Similar public-private partnerships have been used by states to build toll roads, bridges and transit lines. But Chicago is the first U.S. city to set up a panel of experts to screen projects that could entice the likes of JP Morgan and Citibank to spend millions.
Initially, Emanuel -- President Barack Obama's former chief of staff -- had to overcome skeptics fearful the city would put public assets up for sale. Now the criticism is primarily that he hasn't gone far enough.
The city closed the trust's first deal, known as Retrofit Chicago, last month with Bank of America. The project includes landmarks like City Hall and the Harold Washington Library, and is expected to save about $1.5 million annually in utility costs. Bank of America will get a return of just under 5 percent, over a 15-year contract.
When first talking about the trust in 2012, Emanuel spoke of including more than 1,000 city buildings, $225 million in investment and $20 million in energy savings. The ultimate $12.2 million deal is even smaller than what went into Chicago's bike-sharing program: about $22 million. Instead of 2,000 construction jobs, it's around 100.

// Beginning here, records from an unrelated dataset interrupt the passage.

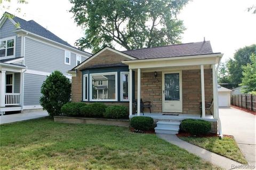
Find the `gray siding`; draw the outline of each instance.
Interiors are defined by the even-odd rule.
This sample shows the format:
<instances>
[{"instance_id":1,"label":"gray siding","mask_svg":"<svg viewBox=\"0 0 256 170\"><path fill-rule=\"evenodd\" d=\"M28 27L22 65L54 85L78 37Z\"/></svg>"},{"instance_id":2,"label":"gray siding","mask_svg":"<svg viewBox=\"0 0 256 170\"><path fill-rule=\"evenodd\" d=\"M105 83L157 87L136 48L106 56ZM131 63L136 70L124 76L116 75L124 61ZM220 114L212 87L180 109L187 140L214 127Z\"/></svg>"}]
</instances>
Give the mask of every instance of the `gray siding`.
<instances>
[{"instance_id":1,"label":"gray siding","mask_svg":"<svg viewBox=\"0 0 256 170\"><path fill-rule=\"evenodd\" d=\"M15 46L15 57L23 57L21 56L21 37L16 37L16 46Z\"/></svg>"},{"instance_id":2,"label":"gray siding","mask_svg":"<svg viewBox=\"0 0 256 170\"><path fill-rule=\"evenodd\" d=\"M13 31L16 29L17 28L12 22L7 19L0 29L0 38L15 36L16 33Z\"/></svg>"},{"instance_id":3,"label":"gray siding","mask_svg":"<svg viewBox=\"0 0 256 170\"><path fill-rule=\"evenodd\" d=\"M44 75L24 74L24 105L39 105L42 84L46 76Z\"/></svg>"},{"instance_id":4,"label":"gray siding","mask_svg":"<svg viewBox=\"0 0 256 170\"><path fill-rule=\"evenodd\" d=\"M65 50L26 37L25 63L28 69L46 72L67 71L76 66L76 55L71 53L71 64L64 64ZM83 57L84 61L85 57Z\"/></svg>"},{"instance_id":5,"label":"gray siding","mask_svg":"<svg viewBox=\"0 0 256 170\"><path fill-rule=\"evenodd\" d=\"M10 37L16 36L15 57L21 57L20 50L21 47L21 37L17 36L13 31L17 28L9 19L7 19L0 28L0 39Z\"/></svg>"},{"instance_id":6,"label":"gray siding","mask_svg":"<svg viewBox=\"0 0 256 170\"><path fill-rule=\"evenodd\" d=\"M14 92L20 92L20 73L14 73Z\"/></svg>"}]
</instances>

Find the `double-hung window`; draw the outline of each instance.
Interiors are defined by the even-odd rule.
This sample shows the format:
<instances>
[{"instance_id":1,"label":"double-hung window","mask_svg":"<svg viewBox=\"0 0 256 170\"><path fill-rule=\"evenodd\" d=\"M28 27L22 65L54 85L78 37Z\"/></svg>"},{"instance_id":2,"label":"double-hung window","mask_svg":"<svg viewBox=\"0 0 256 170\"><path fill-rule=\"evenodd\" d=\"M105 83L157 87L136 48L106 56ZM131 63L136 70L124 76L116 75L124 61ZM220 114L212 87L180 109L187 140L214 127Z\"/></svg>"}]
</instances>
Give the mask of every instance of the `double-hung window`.
<instances>
[{"instance_id":1,"label":"double-hung window","mask_svg":"<svg viewBox=\"0 0 256 170\"><path fill-rule=\"evenodd\" d=\"M129 72L121 72L121 100L127 101L129 100Z\"/></svg>"},{"instance_id":2,"label":"double-hung window","mask_svg":"<svg viewBox=\"0 0 256 170\"><path fill-rule=\"evenodd\" d=\"M65 64L70 65L70 52L68 51L65 51L65 61L64 63Z\"/></svg>"},{"instance_id":3,"label":"double-hung window","mask_svg":"<svg viewBox=\"0 0 256 170\"><path fill-rule=\"evenodd\" d=\"M13 92L13 74L6 74L5 80L5 92L12 93Z\"/></svg>"},{"instance_id":4,"label":"double-hung window","mask_svg":"<svg viewBox=\"0 0 256 170\"><path fill-rule=\"evenodd\" d=\"M14 55L15 37L0 40L0 57Z\"/></svg>"},{"instance_id":5,"label":"double-hung window","mask_svg":"<svg viewBox=\"0 0 256 170\"><path fill-rule=\"evenodd\" d=\"M88 74L84 75L83 100L88 100Z\"/></svg>"},{"instance_id":6,"label":"double-hung window","mask_svg":"<svg viewBox=\"0 0 256 170\"><path fill-rule=\"evenodd\" d=\"M81 63L81 56L79 55L76 55L76 65L80 64Z\"/></svg>"},{"instance_id":7,"label":"double-hung window","mask_svg":"<svg viewBox=\"0 0 256 170\"><path fill-rule=\"evenodd\" d=\"M117 72L90 74L91 101L117 101Z\"/></svg>"}]
</instances>

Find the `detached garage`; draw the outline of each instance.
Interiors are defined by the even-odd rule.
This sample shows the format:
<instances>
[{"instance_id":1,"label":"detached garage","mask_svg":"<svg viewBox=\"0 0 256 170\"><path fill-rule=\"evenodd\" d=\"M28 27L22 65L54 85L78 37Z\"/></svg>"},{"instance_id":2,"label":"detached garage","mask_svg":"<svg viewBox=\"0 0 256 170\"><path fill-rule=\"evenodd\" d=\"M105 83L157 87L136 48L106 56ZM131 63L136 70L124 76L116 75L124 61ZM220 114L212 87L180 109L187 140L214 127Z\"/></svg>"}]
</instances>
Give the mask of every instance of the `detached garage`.
<instances>
[{"instance_id":1,"label":"detached garage","mask_svg":"<svg viewBox=\"0 0 256 170\"><path fill-rule=\"evenodd\" d=\"M230 107L230 94L232 90L218 85L219 106Z\"/></svg>"}]
</instances>

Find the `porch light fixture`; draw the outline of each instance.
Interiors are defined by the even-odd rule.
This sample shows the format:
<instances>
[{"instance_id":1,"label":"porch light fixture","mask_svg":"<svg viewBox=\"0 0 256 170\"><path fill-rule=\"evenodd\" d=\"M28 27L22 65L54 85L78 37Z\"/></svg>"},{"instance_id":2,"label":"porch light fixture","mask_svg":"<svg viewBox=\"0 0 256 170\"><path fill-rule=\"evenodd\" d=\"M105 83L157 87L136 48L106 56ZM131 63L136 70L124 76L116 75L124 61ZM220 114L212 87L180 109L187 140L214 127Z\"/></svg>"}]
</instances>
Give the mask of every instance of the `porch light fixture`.
<instances>
[{"instance_id":1,"label":"porch light fixture","mask_svg":"<svg viewBox=\"0 0 256 170\"><path fill-rule=\"evenodd\" d=\"M154 75L155 76L155 79L156 79L154 82L155 83L158 83L159 82L159 80L158 79L157 79L157 72L156 71L155 71L154 73Z\"/></svg>"}]
</instances>

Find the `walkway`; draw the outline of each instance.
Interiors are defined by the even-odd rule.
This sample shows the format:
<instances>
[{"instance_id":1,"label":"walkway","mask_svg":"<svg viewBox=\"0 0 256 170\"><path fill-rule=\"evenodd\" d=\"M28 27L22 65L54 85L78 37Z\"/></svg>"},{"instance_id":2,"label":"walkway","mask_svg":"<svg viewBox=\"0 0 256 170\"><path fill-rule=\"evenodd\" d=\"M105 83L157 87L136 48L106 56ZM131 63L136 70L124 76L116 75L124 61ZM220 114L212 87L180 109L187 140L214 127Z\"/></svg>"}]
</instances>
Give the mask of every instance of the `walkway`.
<instances>
[{"instance_id":1,"label":"walkway","mask_svg":"<svg viewBox=\"0 0 256 170\"><path fill-rule=\"evenodd\" d=\"M212 163L219 166L225 169L234 168L232 165L235 166L241 165L241 164L226 157L212 152L197 146L188 143L178 138L174 134L157 134L157 136L167 142L177 145L178 147L185 149L189 152L194 154L199 157ZM233 165L233 166L234 166Z\"/></svg>"},{"instance_id":2,"label":"walkway","mask_svg":"<svg viewBox=\"0 0 256 170\"><path fill-rule=\"evenodd\" d=\"M0 124L37 118L48 116L46 111L18 113L0 116Z\"/></svg>"},{"instance_id":3,"label":"walkway","mask_svg":"<svg viewBox=\"0 0 256 170\"><path fill-rule=\"evenodd\" d=\"M234 108L220 108L222 133L234 137L249 165L256 164L256 116Z\"/></svg>"}]
</instances>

The retrofit shrank in part because some buildings couldn't generate enough of a payback over the 15-year term; others had liens.
The trust's CEO, Stephen Beitler, says the initiative might later include some of those sites in separate deals. He said he envisions "greater and greater investor interest" as the project gets "better and better."
Emanuel, in an interview, said he's not disappointed. He said with a framework now in place the city is ready for projects targeting energy-sucking city swimming pools and a quarter-million streetlights.
"We're going to do it in steps -- since it's something new," he said.